African Masculinities: A Visual and Intellectual Critique of Masculinities in Contemporary Africa
02 March 2019, 14h00
KZNSA invites you to join us for an afternoon of critical dialogue and discussion with panelists Professor Rozena Maart (UKZN – Gender Studies), Jackie Shandu (Independent political analyst and former UKZN postgrad student) and Themba Shibase ( DUT - Fine Art, Phd candidate, UKZN and exhibiting artist).
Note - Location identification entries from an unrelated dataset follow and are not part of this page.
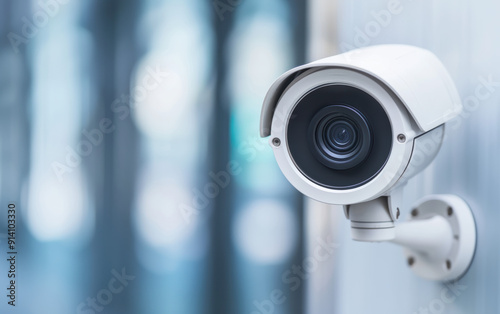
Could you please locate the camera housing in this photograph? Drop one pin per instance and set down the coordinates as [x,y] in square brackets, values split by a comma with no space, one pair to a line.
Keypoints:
[392,100]
[353,128]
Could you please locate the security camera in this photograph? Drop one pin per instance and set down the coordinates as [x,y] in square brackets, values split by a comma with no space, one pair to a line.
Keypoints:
[352,129]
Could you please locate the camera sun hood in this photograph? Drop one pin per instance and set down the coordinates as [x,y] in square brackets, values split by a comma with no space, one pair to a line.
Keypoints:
[394,66]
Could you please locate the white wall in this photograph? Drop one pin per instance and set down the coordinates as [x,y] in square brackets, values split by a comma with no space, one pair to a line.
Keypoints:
[374,278]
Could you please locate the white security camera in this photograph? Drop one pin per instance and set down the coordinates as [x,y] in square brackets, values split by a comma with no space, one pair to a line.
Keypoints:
[353,128]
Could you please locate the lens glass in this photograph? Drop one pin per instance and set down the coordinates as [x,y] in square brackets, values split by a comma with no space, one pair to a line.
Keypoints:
[340,137]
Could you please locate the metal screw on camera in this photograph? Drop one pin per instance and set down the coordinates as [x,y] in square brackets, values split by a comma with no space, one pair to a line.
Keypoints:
[401,138]
[276,142]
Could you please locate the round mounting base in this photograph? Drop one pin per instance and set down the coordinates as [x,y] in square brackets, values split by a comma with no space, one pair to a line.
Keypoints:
[455,263]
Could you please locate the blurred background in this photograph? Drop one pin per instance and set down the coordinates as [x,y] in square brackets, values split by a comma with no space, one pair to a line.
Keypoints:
[129,144]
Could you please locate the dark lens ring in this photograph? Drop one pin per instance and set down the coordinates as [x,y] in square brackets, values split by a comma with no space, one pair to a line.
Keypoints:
[340,156]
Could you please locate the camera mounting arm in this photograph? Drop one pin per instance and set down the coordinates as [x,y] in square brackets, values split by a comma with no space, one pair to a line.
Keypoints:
[439,238]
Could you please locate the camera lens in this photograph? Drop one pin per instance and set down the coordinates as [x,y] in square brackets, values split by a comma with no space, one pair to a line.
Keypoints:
[341,138]
[340,135]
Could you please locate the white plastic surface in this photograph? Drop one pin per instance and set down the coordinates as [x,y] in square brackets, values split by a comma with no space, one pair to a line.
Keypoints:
[439,249]
[414,75]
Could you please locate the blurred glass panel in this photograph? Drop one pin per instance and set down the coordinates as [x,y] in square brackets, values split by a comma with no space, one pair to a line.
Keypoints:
[171,212]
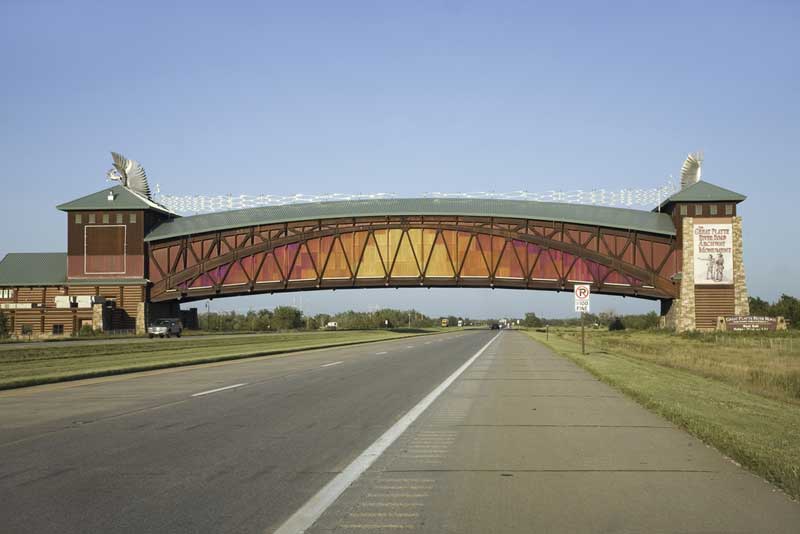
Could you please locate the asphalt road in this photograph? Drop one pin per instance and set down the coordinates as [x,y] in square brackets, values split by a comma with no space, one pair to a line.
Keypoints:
[143,454]
[523,441]
[116,340]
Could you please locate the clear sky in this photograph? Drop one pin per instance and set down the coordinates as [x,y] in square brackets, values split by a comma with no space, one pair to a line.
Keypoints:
[405,97]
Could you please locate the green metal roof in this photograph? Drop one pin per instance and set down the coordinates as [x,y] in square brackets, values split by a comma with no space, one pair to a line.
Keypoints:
[106,282]
[704,192]
[646,221]
[33,269]
[49,269]
[124,199]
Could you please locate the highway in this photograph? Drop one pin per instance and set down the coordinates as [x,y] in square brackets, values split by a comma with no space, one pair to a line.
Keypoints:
[521,441]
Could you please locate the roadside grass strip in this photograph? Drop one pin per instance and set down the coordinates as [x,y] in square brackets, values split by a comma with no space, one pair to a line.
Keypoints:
[756,431]
[49,363]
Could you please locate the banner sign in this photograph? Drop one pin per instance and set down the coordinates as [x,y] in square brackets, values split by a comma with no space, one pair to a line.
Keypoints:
[713,254]
[741,323]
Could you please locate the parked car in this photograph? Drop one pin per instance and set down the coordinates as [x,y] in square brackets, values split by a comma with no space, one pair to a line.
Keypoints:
[165,328]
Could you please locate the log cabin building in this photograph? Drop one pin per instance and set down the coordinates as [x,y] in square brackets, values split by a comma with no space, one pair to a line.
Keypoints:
[100,281]
[130,260]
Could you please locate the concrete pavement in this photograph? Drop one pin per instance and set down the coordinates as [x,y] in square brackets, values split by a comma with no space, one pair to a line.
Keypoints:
[522,441]
[142,453]
[526,441]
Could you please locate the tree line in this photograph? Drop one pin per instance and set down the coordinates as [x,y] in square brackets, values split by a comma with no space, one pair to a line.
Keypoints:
[290,318]
[786,306]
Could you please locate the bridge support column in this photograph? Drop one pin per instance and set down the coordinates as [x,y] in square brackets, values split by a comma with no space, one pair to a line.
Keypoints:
[740,295]
[713,278]
[141,320]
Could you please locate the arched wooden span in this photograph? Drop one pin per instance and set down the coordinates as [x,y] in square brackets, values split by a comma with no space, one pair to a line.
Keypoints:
[195,261]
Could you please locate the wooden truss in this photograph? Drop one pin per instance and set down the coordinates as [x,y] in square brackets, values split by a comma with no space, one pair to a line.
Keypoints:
[413,251]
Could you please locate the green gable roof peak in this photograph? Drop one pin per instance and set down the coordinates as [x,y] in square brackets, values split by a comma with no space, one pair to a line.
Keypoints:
[33,269]
[113,198]
[704,192]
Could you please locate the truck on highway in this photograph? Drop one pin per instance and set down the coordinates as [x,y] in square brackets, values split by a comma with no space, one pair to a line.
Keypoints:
[165,328]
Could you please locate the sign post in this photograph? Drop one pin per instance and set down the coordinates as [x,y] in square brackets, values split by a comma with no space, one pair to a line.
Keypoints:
[582,293]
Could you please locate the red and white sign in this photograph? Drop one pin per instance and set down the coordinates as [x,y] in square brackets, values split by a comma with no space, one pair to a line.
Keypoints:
[582,293]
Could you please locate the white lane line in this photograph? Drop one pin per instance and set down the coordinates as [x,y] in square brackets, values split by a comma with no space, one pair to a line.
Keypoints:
[307,515]
[218,389]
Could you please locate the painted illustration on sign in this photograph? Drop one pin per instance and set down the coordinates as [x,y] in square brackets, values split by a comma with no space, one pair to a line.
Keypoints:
[713,253]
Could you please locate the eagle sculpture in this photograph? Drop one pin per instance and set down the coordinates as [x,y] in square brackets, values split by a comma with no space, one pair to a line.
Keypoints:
[691,169]
[129,173]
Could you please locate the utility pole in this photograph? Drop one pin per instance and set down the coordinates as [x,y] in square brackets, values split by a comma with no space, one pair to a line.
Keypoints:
[583,334]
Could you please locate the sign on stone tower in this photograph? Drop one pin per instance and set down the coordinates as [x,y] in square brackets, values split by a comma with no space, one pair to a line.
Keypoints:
[713,254]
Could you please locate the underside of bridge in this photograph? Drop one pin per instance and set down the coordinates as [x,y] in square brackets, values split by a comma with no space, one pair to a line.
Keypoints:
[130,260]
[408,251]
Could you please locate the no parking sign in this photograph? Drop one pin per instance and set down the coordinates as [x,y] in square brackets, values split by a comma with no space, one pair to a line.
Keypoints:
[582,293]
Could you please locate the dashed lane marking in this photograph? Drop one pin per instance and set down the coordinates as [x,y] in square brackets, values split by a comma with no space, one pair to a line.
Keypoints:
[308,514]
[210,391]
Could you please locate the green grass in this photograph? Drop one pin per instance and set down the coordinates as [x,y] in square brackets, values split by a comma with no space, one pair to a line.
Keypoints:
[765,363]
[760,432]
[46,363]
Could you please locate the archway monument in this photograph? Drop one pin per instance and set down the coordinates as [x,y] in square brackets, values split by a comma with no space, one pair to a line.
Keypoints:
[130,259]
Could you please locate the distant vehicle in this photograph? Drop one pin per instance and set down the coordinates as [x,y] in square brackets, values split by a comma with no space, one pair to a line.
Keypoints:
[165,328]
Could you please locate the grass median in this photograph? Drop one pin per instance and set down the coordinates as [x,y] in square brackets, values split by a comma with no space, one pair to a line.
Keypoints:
[47,363]
[754,422]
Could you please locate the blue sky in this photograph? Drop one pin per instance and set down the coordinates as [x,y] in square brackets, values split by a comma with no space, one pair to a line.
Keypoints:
[407,97]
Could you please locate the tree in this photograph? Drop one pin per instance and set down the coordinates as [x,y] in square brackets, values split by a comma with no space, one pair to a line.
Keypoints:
[616,324]
[287,318]
[759,306]
[4,325]
[531,321]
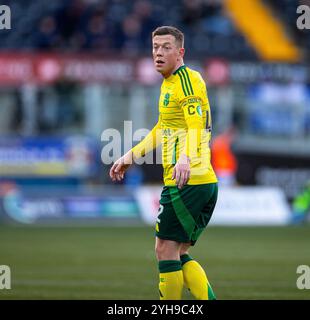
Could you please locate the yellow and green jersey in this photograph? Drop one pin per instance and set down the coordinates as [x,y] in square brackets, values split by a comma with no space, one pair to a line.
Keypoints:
[184,126]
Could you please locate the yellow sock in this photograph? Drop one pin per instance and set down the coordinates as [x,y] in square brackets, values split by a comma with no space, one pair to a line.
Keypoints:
[170,280]
[195,279]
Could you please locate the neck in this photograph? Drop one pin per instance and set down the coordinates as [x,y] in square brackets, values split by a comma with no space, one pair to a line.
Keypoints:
[177,66]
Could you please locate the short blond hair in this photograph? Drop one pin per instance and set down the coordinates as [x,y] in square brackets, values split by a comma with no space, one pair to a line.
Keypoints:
[164,30]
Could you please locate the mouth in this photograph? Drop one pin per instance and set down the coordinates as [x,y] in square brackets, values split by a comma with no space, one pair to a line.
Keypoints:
[159,63]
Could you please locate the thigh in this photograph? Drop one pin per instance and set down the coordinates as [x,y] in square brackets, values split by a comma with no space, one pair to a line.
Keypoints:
[180,212]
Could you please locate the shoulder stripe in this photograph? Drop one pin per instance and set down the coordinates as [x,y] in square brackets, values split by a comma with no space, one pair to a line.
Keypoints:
[182,83]
[186,82]
[189,81]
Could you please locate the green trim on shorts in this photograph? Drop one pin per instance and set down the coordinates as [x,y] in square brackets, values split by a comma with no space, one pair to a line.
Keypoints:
[165,266]
[181,211]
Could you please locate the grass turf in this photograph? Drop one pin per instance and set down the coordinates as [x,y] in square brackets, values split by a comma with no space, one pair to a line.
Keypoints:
[118,263]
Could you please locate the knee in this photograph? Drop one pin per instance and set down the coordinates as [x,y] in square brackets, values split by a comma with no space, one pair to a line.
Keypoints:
[166,250]
[159,250]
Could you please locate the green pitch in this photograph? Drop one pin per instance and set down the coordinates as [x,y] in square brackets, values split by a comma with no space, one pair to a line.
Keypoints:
[118,263]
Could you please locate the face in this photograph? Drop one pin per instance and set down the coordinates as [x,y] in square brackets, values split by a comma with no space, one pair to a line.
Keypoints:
[167,55]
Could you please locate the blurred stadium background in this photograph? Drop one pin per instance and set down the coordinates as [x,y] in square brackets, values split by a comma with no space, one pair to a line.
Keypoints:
[69,69]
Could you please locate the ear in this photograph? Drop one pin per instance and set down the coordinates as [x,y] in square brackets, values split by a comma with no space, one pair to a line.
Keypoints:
[182,52]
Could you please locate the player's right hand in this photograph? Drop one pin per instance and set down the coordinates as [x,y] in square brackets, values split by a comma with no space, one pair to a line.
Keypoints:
[119,167]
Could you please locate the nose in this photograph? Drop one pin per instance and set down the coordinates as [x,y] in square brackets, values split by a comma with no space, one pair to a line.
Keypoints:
[159,52]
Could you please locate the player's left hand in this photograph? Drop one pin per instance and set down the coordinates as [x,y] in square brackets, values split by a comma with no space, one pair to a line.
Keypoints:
[120,166]
[181,171]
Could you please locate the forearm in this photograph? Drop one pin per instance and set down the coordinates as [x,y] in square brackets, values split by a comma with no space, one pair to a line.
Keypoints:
[150,142]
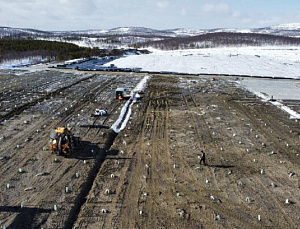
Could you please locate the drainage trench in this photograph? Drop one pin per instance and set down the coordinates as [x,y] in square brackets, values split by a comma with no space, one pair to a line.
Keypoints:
[87,185]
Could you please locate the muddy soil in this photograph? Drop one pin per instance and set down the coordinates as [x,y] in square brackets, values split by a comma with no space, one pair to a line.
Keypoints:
[151,176]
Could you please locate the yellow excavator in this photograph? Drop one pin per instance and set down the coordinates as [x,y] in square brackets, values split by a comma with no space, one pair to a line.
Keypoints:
[62,141]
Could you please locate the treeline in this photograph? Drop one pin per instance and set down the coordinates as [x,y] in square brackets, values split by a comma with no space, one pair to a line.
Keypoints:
[20,48]
[221,39]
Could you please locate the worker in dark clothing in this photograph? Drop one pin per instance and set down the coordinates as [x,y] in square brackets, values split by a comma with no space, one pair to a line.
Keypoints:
[202,158]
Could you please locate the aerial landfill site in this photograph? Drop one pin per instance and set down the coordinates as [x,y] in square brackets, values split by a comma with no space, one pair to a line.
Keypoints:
[122,150]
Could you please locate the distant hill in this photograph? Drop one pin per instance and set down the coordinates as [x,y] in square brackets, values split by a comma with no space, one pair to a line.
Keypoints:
[125,37]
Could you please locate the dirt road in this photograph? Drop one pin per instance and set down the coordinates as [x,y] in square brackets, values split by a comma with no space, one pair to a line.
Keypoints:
[150,177]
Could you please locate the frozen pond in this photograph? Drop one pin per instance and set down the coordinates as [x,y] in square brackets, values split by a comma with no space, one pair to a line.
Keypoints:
[280,89]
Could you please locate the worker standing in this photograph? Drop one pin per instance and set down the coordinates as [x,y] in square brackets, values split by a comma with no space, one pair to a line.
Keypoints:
[202,159]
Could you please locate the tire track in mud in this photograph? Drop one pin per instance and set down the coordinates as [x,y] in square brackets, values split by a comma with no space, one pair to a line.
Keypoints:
[58,123]
[193,181]
[259,128]
[20,109]
[72,168]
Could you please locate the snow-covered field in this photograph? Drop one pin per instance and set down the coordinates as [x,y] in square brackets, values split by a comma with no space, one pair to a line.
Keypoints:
[253,61]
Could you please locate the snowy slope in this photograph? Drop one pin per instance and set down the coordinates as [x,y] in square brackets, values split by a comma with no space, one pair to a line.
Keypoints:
[253,61]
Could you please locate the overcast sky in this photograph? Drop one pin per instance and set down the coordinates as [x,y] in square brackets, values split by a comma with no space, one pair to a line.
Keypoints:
[62,15]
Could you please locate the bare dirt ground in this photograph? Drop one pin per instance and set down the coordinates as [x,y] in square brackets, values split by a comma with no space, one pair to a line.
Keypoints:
[150,177]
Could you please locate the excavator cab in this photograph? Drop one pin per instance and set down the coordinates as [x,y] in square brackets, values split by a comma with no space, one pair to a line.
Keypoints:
[62,141]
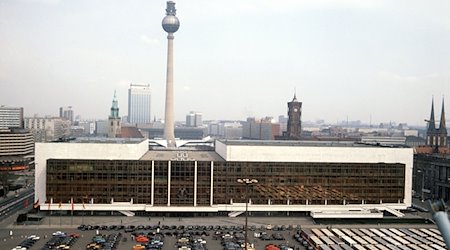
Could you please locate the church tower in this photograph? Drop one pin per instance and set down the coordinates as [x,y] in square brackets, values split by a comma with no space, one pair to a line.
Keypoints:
[431,131]
[442,132]
[437,137]
[294,126]
[114,126]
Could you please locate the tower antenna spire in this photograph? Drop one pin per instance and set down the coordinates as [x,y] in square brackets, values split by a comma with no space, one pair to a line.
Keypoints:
[170,24]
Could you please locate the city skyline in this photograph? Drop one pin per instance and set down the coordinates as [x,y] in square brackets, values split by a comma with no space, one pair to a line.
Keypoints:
[358,60]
The seminar forms part of the public education programme accompanying Themba Shibase’s Push & Pull, currently on show at the KZNSA. The title of the seminar draws attention to what constitutes a pivotal point of the exhibition: a critical look at notions of African masculinities in a fast modernizing contemporary Africa, but largely focusing on the South African socio-economic and cultural contexts. The focus on South Africa more than the rest of Africa is purely informed by the fact that the former is the primary socio-cultural setting for Shibase as the artist behind the exhibition, as well as for the two other panellists in terms of their own personal theoretical work. As such, their individual South African experiences generally serve as an important point of departure when engaging on the above topic. However, this does not necessarily mean that the discussions will be limited to the context of South Africa and Africa only. The relevance of the topic at a global stage will form part of the engagement, as already evident in the content of some of the works on show.
Since the above themes are being engaged in a context of visual arts, as opposed to a conventional gender discourse context, it goes without saying that the ‘image’ as a signifier of implicit or connoted meaning will be an important point of departure from which the panellists will critically engage on the subject of contemporary African masculinities. Another important theme that relates to the ‘image’ which will inevitably be interrogated by the panellists pertains to the question of re-presentation. No doubt, one of the most complex theoretical questions faced by many cultural producers in such art forms as literature, fine arts, theatre and film since the emergence of feminism and de-colonial theory has been: who has the right to represent who? This question arguably forms the basis of what today is generally referred to as politics of re-presentation. Critical examination of this question will also form an important part of the panel discussion in some form.